Декоративная грань между летом и весной беспрерывно таяла, незаметно отмирая пунктиром календарной разметки, превращаясь в жиденькую финишную ленточку, готовую лопнуть от легчайшего дуновения ветерка, от любого, даже самого слабого прикосновения. И, когда даты только-только собирались объявить приход нового хозяина, понемногу выстраиваясь у своей импровизированной границы, лето просто и весело разорвало ее, ринувшись в мир со всей своей бесшабашностью, со всей безалаберной, милой непосредственностью.

Оно осталось в Женькиной памяти, это лето, осталось навсегда. Осталось тягучей праздностью полуденного зноя, томным обаянием ленивых вечеров, страстностью взбалмошных дождей, пронизанных наивной детской свежестью. Осталось ароматами луга, изломанными краями соснового бора, бездонной лазурью неба, отливающего по краям призрачной проседью серебра.

Разве может забыться грациозная неподвижность кувшинок на чуть заболоченных берегах тихой речки, зеркальная ее гладь, лениво плещущаяся о борта лодки, взмахи весла, причудливыми тенями разлетающиеся по воде? А походные ночные костры, когда искры снопами разлетаются в черной бездне ночи, теряются в ней, будто неприкаянные души, в поисках лучшей доли пропадающие в необъятном мраке Вселенной? А утренние сонные туманы, когда река будто укутывается в таинственную мглу, и кажется, что все смешалось за ночь, смешалось одной безумной, невообразимой амальгамой мечты и рассудка, и непонятно, где кончается небо и где начинается вода, где обрывается сон и рождается явь, где густое, тягучее время застывает золотым янтарем вечности…
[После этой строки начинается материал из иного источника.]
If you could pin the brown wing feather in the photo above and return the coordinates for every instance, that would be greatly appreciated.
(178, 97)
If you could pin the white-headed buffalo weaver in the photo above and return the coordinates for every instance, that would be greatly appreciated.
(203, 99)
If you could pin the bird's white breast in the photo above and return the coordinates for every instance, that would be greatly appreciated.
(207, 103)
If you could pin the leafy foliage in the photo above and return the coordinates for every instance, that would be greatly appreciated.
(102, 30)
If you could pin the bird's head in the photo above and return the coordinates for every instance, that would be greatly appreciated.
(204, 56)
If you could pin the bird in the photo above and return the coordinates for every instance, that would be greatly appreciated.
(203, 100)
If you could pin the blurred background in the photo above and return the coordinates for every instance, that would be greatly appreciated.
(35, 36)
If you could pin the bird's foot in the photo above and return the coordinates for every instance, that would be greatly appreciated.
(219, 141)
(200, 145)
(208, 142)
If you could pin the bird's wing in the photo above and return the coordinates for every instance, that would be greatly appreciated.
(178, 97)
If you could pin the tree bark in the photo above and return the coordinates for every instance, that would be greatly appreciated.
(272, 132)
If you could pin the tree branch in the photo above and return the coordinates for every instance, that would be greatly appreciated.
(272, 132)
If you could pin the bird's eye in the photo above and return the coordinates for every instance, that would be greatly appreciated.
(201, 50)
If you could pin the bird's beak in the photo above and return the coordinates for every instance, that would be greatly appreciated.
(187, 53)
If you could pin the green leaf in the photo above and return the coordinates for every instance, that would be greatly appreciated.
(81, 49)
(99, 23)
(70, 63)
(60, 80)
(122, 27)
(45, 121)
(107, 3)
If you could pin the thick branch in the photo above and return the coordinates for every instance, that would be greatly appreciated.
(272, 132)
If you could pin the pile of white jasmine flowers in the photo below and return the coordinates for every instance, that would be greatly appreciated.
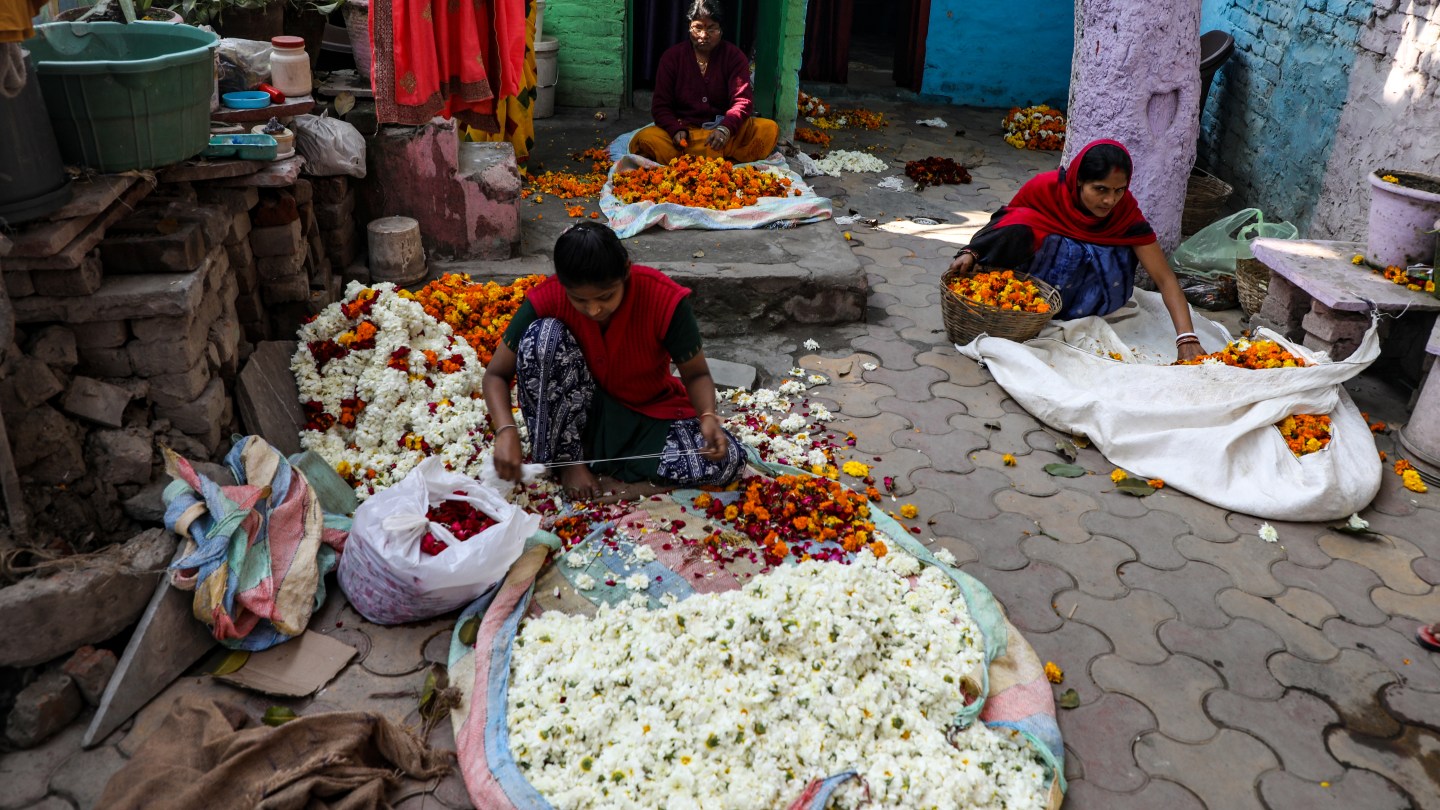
(411, 407)
(742, 698)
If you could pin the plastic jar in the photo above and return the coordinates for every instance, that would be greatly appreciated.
(290, 67)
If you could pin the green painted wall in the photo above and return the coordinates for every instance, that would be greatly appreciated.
(592, 51)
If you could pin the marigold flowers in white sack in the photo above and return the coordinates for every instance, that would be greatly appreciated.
(386, 385)
(740, 698)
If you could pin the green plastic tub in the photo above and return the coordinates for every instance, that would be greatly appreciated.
(126, 97)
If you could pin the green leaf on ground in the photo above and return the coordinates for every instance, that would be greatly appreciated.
(232, 662)
(278, 715)
(1139, 487)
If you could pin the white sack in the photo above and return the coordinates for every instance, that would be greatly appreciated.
(1206, 430)
(386, 575)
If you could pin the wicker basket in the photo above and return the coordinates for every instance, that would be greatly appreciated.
(965, 319)
(1253, 281)
(1204, 196)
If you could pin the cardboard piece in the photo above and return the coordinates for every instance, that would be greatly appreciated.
(294, 669)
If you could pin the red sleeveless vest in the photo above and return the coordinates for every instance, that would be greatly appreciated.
(628, 359)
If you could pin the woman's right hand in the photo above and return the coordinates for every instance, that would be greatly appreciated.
(509, 454)
(964, 261)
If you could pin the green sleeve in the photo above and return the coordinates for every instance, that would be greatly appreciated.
(524, 316)
(683, 336)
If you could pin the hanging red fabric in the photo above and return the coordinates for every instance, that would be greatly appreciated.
(450, 58)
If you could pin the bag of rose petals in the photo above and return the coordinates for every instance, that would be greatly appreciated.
(429, 545)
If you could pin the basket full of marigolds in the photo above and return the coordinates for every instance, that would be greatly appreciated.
(1000, 303)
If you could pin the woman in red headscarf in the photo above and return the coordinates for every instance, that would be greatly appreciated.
(1080, 229)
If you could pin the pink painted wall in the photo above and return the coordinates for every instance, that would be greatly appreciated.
(1135, 78)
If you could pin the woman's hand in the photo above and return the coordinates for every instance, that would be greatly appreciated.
(716, 440)
(509, 454)
(964, 261)
(1188, 350)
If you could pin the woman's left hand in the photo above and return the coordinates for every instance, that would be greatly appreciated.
(716, 440)
(1188, 350)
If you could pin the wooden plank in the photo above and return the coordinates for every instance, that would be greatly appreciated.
(277, 175)
(167, 642)
(1326, 273)
(268, 399)
(198, 170)
(72, 254)
(94, 195)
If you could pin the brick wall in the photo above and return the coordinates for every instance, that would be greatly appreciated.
(1318, 94)
(592, 51)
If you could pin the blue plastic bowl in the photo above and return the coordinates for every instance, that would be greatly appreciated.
(246, 100)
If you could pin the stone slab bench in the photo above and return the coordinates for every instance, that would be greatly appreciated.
(1321, 297)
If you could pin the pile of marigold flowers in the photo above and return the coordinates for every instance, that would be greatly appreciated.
(475, 312)
(795, 513)
(1041, 127)
(1410, 476)
(1302, 433)
(1000, 288)
(936, 172)
(700, 182)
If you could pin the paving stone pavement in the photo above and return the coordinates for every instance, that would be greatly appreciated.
(1213, 669)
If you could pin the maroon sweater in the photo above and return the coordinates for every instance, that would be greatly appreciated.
(628, 359)
(687, 98)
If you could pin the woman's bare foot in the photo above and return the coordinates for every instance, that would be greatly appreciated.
(579, 482)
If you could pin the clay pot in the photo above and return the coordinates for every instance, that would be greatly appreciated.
(1401, 218)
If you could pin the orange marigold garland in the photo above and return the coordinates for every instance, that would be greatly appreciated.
(700, 182)
(475, 312)
(1302, 433)
(1000, 288)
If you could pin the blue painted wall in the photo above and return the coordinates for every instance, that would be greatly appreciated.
(1273, 110)
(990, 54)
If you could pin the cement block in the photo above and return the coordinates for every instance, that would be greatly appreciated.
(277, 241)
(104, 335)
(42, 709)
(91, 670)
(153, 251)
(200, 415)
(97, 401)
(82, 280)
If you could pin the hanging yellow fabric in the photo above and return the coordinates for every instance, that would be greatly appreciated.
(516, 113)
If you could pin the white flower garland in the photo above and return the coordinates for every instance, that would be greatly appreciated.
(401, 405)
(847, 160)
(740, 698)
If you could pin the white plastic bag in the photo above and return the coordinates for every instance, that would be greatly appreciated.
(330, 146)
(386, 575)
(1204, 430)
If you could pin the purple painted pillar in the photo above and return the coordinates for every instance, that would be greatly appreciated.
(1135, 78)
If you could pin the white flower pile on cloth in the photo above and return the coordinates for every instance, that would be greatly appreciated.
(847, 160)
(742, 698)
(385, 385)
(775, 424)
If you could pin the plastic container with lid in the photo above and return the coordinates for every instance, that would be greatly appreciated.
(290, 65)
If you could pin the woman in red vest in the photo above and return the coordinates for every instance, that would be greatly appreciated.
(589, 352)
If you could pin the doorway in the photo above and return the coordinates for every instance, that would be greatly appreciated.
(869, 45)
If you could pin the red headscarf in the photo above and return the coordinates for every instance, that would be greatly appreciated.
(1050, 203)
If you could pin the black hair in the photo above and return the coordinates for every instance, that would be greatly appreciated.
(589, 252)
(704, 9)
(1100, 160)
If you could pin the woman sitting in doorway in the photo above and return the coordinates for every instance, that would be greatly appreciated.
(703, 98)
(1080, 229)
(591, 349)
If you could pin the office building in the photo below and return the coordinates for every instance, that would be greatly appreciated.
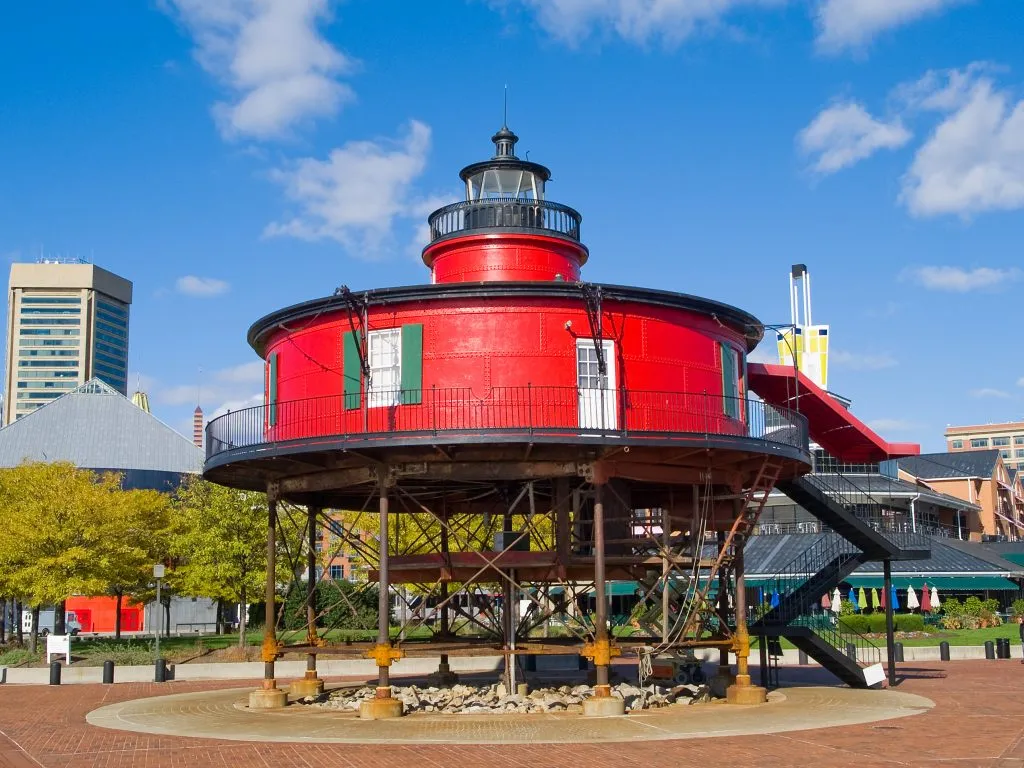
(1008, 437)
(67, 324)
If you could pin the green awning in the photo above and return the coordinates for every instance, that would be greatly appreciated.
(943, 584)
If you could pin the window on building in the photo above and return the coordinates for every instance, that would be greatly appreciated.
(385, 368)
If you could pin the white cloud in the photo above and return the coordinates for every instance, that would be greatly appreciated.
(852, 24)
(974, 160)
(957, 280)
(635, 20)
(247, 373)
(230, 384)
(862, 361)
(893, 425)
(355, 196)
(989, 392)
(192, 285)
(845, 133)
(272, 57)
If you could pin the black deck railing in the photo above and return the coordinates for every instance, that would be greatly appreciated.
(505, 213)
(552, 412)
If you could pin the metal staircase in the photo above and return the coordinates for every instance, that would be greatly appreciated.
(848, 542)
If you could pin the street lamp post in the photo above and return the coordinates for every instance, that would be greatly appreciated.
(158, 571)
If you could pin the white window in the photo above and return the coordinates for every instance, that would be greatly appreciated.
(385, 368)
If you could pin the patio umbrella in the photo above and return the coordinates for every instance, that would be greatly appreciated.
(911, 599)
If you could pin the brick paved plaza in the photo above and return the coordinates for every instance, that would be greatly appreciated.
(978, 721)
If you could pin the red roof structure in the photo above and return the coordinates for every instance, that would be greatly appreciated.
(830, 425)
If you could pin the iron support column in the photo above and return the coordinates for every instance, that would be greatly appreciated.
(269, 596)
(890, 639)
(723, 607)
(383, 597)
(269, 696)
(742, 692)
(601, 687)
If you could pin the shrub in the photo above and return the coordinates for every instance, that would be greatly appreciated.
(909, 623)
(854, 623)
(877, 622)
(973, 606)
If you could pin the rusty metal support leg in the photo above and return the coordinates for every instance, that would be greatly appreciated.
(602, 704)
(310, 684)
(742, 691)
(269, 696)
(383, 706)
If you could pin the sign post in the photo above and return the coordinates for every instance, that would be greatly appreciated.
(57, 645)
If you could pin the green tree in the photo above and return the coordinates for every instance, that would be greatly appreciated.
(218, 544)
(134, 539)
(53, 528)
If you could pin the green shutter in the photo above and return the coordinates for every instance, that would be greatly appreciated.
(272, 391)
(412, 364)
(351, 372)
(730, 384)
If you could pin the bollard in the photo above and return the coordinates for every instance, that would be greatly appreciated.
(1003, 648)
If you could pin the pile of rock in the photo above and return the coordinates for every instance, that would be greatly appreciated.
(469, 699)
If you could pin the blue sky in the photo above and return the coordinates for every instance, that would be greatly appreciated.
(231, 157)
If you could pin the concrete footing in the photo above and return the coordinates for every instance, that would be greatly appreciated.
(603, 707)
(724, 678)
(306, 687)
(380, 709)
(267, 698)
(741, 692)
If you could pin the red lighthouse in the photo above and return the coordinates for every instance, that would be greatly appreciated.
(535, 435)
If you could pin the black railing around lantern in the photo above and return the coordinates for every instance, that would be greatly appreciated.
(505, 213)
(534, 411)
И был пионерский лагерь, и была гроза, и нечаянный приют под дубом, и был тот самый, роковой удар молнии. Удар, словно рубеж, словно шрам, разделивший его жизнь на две абсолютно разные части, на две абсолютно разные судьбы… Судьбы…

Глава 5

Ленский опомнился. Вихрь воспоминаний отхлынул пестрой круговертью, постепенно отдаляясь, отпуская его в действительность. Сильно, ровно, гулко, словно молодое, билось сердце. Призраки детства, отголоски далеких, давным-давно оставленных позади мыслей и чувств, открытий и сомнений, надежд и разочарований кружились в комнате, мерцающей пыльцой разлетаясь в сумрачном пространстве.

Кэти сидела на кровати, запахнувшись в простыню, обхватив колени руками, тихая, кроткая, устремившись завороженным взглядом куда-то вдаль, будто разглядев, как там, за чертой призрачного горизонта бесплотные образы облекаются живой тканью действительности.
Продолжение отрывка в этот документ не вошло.